The study showed that a large majority of workers — 94 percent — who were on paid leave in New Jersey were not taking the leave, or not taking enough leave, that they needed. Additionally, according to the study, about a quarter of workers — 26 percent — wanted to take a vacation but couldn’t.

According to the researchers, the top barriers to accessing FLI leave included a lack of knowledge of the program, confusion when applying, financial difficulties and fear of losing a job due to a lack of work.

“Lack of awareness and confusion around eligibility seem to be the biggest obstacles,” says Zündl.

In addition, according to Zündl, “financially strapped low-wage workers often need more income than the FLI program provides.”

The program pays 85 percent of base wages, but reduced wages can exacerbate a family’s economic instability, she notes.

“Nearly half of the workers who used FLI — 51 percent — said they took more vacation time but could not afford it.”

fear of retribution

Among those who used FLI, many respondents in the study said they returned to work earlier than planned because they feared losing their job (40 percent) or felt pressure from their employer or co-workers (26 percent and 38 percent, respectively). percent), according to Zündl.

The study’s findings “suggest that FLI is a lifeline for financially vulnerable households, but more could be done to ensure vulnerable workers receive adequate wage replacement while furloughed.”

“Fear of retaliation is particularly acute for hourly workers in a sector characterized by high turnover and for managers who can control much of workers’ jobs,” the study notes. “Managers can punish workers who take vacations by assigning them bad shifts or cutting their hours.”

Overall, Zundl says, most workers were unaware of the FLI program and others had difficulty using it, indicating that more education and publicity is needed. Most workers contact their employer for information about vacation and job protection, so contacting employers would also benefit workers, notes Zündl

Additionally, while workers are generally aware of child birth or adoption leave, fewer realize they can take paid leave to care for a loved one with a serious illness, the study finds.

More than a question of quality of life

According to Zündl, hourly workers in the service sector who have provided essential services during the pandemic are performing jobs with unpredictable schedules, low wages, high turnover and few benefits. Without support for them, their working conditions contribute to economic insecurity and poor health outcomes for workers and their children, studies show.
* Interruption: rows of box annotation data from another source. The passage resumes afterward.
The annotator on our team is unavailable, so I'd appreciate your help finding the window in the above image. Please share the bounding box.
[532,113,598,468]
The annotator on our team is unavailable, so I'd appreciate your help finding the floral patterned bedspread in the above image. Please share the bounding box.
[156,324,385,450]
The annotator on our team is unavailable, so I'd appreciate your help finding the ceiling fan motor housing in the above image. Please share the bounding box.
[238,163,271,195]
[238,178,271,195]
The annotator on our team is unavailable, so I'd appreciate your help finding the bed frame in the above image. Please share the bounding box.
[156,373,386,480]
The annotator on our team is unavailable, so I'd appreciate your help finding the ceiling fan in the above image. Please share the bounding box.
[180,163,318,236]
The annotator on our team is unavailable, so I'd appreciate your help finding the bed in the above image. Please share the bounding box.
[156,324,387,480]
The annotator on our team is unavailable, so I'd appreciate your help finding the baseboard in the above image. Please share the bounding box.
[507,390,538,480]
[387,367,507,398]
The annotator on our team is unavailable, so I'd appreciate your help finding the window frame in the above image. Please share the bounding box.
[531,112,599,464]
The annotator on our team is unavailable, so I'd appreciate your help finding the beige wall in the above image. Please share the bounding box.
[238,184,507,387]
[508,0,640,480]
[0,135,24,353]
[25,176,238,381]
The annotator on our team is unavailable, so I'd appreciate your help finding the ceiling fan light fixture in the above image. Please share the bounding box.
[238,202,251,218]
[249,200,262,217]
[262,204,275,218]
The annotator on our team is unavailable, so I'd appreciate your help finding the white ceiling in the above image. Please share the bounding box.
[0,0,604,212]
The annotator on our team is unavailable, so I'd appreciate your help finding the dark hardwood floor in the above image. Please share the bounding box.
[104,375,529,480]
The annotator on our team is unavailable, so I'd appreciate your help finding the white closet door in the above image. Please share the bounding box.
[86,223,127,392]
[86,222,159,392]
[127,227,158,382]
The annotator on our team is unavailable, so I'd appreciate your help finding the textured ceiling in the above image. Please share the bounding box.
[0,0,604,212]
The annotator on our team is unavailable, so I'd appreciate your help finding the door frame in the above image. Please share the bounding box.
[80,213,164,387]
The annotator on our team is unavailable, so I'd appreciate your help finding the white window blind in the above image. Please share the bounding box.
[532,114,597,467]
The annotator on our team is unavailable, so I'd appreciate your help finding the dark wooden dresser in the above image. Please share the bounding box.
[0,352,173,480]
Despite the challenges of FLI, which was passed in 2009 and expanded in 2020, Zündl says New Jersey is ahead of the nation when it comes to paid family vacations.

“While the US is one of the few developed countries that does not offer its citizens paid leave with job protection, New Jersey pioneered the provision of this valuable benefit so workers can afford to take the time they need. ‘ says Zundl.

Research shows, she adds, “that access to vacations, particularly paid vacations, is much more than a quality of life issue.

“Paid leave programs bring gains in economic security, health and well-being to workers who successfully consume their benefits.”

Zündl, the coordinator of the Master of Public Policy program at Rowan’s College of Humanities & Social Sciences, worked on the study with Shift Project co-directors Daniel Schneider, Professor of Public Policy and Sociology at Harvard, and Kristen Harknett, Associate Professor of Sociology at the University of California, San Francisco.